The terrible day, and what stops it

Q: In the hijacked-maintainer scenario, why did a poisoned version reach an app that never directly depended on the tiny library?

A version range several levels up resolved to the poisoned release, and the install was not pinned to a known-good version

Q: Why is putting a long-lived prod-admin token in the build-and-test CI job dangerous?

Every dependency in that build — including malicious install scripts — runs with access to that token's full power

Q: During incident response, why is revoking credentials the first step rather than deleting the suspicious package?

Containing access stops ongoing theft and preserves evidence, while deleting first can destroy what you need to assess the scope

Every defense in Phase 2 sounds like overhead until the morning it would have saved you. So let's spend this phase in the aftermath of real incidents, the kind that have actually happened to real teams, told as the bad days they were. For each one: how the attacker got in, what it cost, and the specific habit that would have shortened or stopped it. None of these are hypothetical genres. They are the doors from Phase 1, kicked in.

The terrible day: the dependency you trusted turned

Picture the maintainer of a tiny, beloved utility, the kind of package that does one small thing and is depended on by thousands of bigger packages, which are depended on by millions of apps. One day a "helpful new contributor" offers to take over maintenance. The tired maintainer, who never wanted the burden, hands over the keys. A few weeks later, a new version ships with an obfuscated payload buried in it. This exact shape has played out more than once in the npm ecosystem (the event-stream incident is the textbook case).

THE CHAIN

  attacker gains publish rights to  tiny-popular-lib
        |
  publishes  [email protected]  (looks normal, has payload)
        |
  big-framework  depends on ^3.3.0  → resolves to 3.3.6 automatically
        |
  YOUR app runs `npm install` next Tuesday → payload runs as you

What just happened: You never depended on tiny-popular-lib directly. You never even heard its name. A version range four levels up resolved to the poisoned release, and because your install was not pinned, your next routine npm install pulled it in.
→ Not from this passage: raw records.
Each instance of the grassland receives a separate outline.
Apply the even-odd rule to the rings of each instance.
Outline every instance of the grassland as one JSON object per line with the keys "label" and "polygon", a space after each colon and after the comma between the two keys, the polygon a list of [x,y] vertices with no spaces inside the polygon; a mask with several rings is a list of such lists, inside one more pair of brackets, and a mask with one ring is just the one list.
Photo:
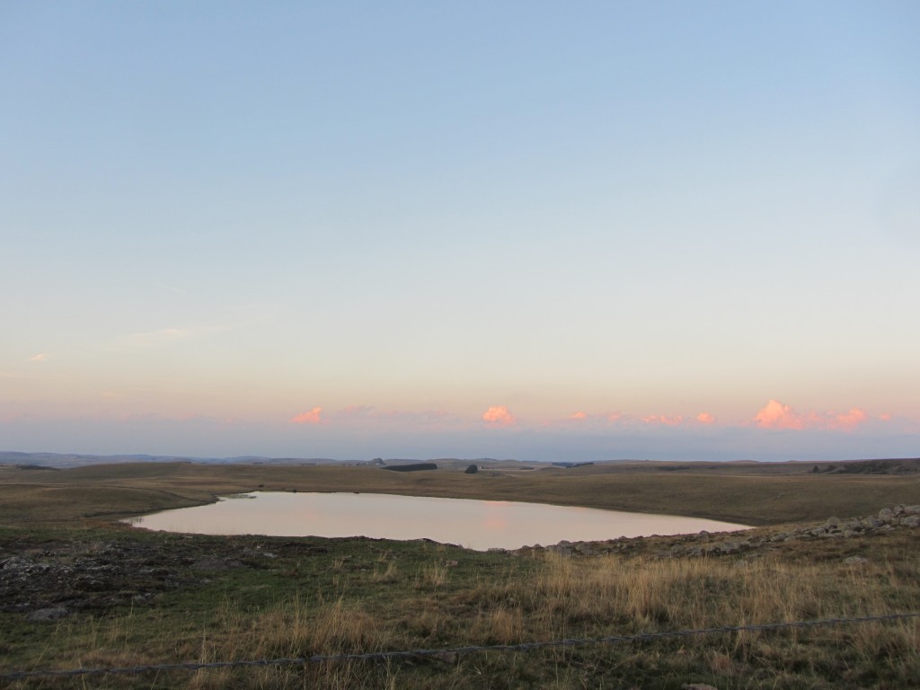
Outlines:
{"label": "grassland", "polygon": [[[912,529],[768,542],[707,558],[674,557],[672,547],[688,537],[659,537],[630,540],[617,553],[567,558],[478,553],[423,541],[177,535],[115,522],[257,489],[640,510],[756,524],[752,534],[761,535],[830,515],[920,503],[916,475],[811,470],[643,463],[499,466],[477,475],[331,466],[2,467],[0,564],[33,564],[33,581],[44,584],[30,596],[40,605],[63,596],[57,604],[69,610],[57,620],[31,621],[25,593],[0,602],[0,673],[508,644],[920,611],[920,530]],[[0,574],[6,571],[0,566]],[[133,579],[115,578],[122,571]],[[71,573],[74,581],[53,584],[55,573]],[[918,632],[914,619],[526,653],[35,678],[7,685],[912,688],[920,677]]]}

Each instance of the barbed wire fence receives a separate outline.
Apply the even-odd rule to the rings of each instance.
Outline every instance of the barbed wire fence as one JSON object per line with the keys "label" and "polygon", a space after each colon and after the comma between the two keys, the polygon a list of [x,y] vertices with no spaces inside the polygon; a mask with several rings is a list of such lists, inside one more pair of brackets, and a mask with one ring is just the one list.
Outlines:
{"label": "barbed wire fence", "polygon": [[307,666],[320,663],[343,661],[387,661],[396,659],[454,658],[463,654],[479,652],[535,651],[554,647],[585,647],[589,645],[615,645],[631,642],[655,642],[664,639],[693,638],[704,635],[717,635],[742,632],[777,632],[780,630],[831,627],[834,626],[858,625],[874,622],[890,622],[920,617],[920,612],[883,614],[849,618],[822,618],[820,620],[791,621],[784,623],[762,623],[746,626],[722,626],[720,627],[702,627],[696,629],[672,630],[665,632],[645,632],[631,635],[610,635],[603,638],[570,638],[541,642],[520,642],[504,645],[469,645],[466,647],[444,647],[439,649],[400,650],[394,651],[369,651],[351,654],[316,654],[297,659],[259,659],[234,661],[190,661],[184,663],[156,663],[124,668],[59,669],[40,671],[10,671],[0,673],[0,681],[16,681],[38,677],[69,677],[82,675],[134,674],[148,672],[201,671],[202,669],[235,669],[264,666]]}

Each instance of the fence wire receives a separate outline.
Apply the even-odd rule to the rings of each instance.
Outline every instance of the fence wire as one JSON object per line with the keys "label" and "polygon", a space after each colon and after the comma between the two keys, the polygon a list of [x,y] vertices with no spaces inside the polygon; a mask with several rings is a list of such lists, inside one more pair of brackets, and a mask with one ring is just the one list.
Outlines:
{"label": "fence wire", "polygon": [[61,669],[42,671],[12,671],[0,673],[0,680],[15,681],[35,677],[66,677],[78,675],[103,675],[144,673],[151,671],[201,671],[202,669],[232,669],[253,666],[306,666],[308,664],[332,663],[338,661],[385,661],[394,659],[418,659],[420,657],[443,657],[450,655],[472,654],[484,651],[534,651],[552,647],[584,647],[588,645],[612,645],[629,642],[654,642],[661,639],[691,638],[702,635],[739,632],[775,632],[794,628],[829,627],[832,626],[855,625],[879,621],[903,620],[920,617],[920,612],[864,615],[851,618],[823,618],[821,620],[792,621],[786,623],[762,623],[748,626],[723,626],[721,627],[703,627],[691,630],[671,630],[665,632],[634,633],[632,635],[610,635],[604,638],[570,638],[543,642],[520,642],[508,645],[469,645],[466,647],[443,647],[439,649],[401,650],[397,651],[369,651],[353,654],[316,654],[297,659],[259,659],[236,661],[156,663],[129,666],[124,668]]}

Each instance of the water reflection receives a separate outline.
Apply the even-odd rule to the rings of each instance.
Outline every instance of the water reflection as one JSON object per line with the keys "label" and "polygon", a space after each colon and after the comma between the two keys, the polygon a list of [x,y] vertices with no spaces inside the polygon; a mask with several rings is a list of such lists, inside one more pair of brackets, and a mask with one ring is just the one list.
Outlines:
{"label": "water reflection", "polygon": [[726,532],[745,525],[699,518],[617,512],[506,500],[435,499],[371,493],[243,494],[228,500],[145,515],[138,527],[201,535],[428,538],[467,548],[618,536]]}

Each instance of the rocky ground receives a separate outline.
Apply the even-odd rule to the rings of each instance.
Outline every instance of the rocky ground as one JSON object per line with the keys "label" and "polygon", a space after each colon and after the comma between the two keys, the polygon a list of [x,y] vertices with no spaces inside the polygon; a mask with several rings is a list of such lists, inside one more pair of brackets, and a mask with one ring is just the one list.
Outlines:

The payload typically reaches for what is nearby: environment variables, tokens, wallet keys, .npmrc credentials.

What would have stopped or shrunk it: a committed lockfile means your build keeps using the known-good resolved version until you deliberately update, and that update shows as a reviewable diff. The hash in the lockfile means a swapped tarball fails the install. And least-privilege secrets (next section) mean that even on the machine where it did run, there is far less worth stealing.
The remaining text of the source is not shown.